Weiter erfahre ich durch Frau Professor Dr. Dr., dass neben dem Kompromiss noch eine weitere Option existiert, auf einen gemeinsamen Nenner zu kommen, den "Konsens". Durch den Konsens entsteht eine win-win Situation, indem kein Kompromiss geschlossen wird, sondern eine alternativer Lösungsweg eingeschlagen wird, mit der die beteiligten Parteien nicht im Ansatz, sondern vollständig zufrieden sind. Und zwar Alle.

Wir haben zum Beispiel eine Orange. Beide Parteien wollen diese Orange gerne haben. Ein Kompromiss würde geschlossen, indem man die Orange teilt. Jede Partei hätte dann eine Hälfte, wäre aber nur halb zufrieden. Indem man intensiv miteinander kommuniziert stellt sich jedoch nach einiger Zeit heraus, dass eine Partei den Saft der Orange möchte und die andere den Schalenabrieb braucht. Ab diesem Zeitpunkt entsteht ein Konsens und beide Parteien haben ihr Ziel zu einhundert Prozent erreicht. Wir sind mittlerweile im Alltag so auf Kompromiss getrimmt, dass wir oft gar nicht auf die Idee kommen nach einem Konsens zu suchen, höchstwahrscheinlich auch aufgrund der fehlenden Zeit. Wenn Einem im Arbeitsleben also ein Quäntchen mehr Zeit zur Verfügung stünde, wäre der Benefit für den Arbeitgeber unterm Strich größer, weil die Lösungen sehr viel kreativer ausfallen würden.
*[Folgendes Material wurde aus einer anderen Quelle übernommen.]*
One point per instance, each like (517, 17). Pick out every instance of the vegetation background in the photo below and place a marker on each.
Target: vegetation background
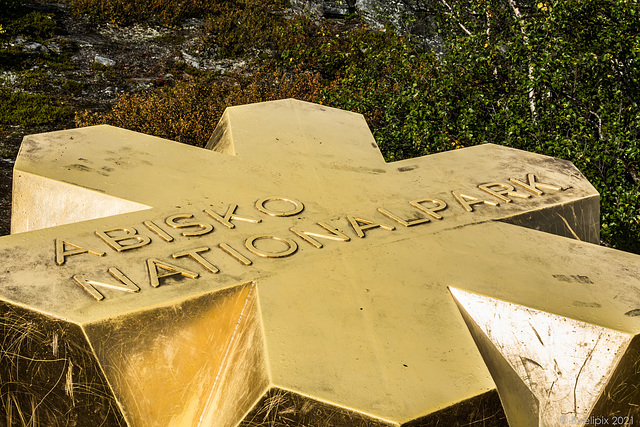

"Wir machen eine Pause." Ich war so in Gedanken versunken, dass ich das therapeutische Beratungsgespräch nicht mehr weiter verfolgt hatte. Nach der Pause hatte ich die Hoffnung, dass die unglückliche Dame durch Frau Professor Dr. Dr. therapiert worden war.

Ich ging freundlich, aber bestimmt auf sie zu. "Setz dich, nimm dir nen Keks oder es gibt einen Konflikt." Ich lächelte sie an. Wir kamen also nach intensiver, non-verbaler Kommunikation zu einem Konsens. Die Dame hatte einen leckeren Keks, ich ab diesem Zeitpunkt noch etwas von dem nicht ganz günstigen Seminar und wir konnten einen Konflikt verhindern.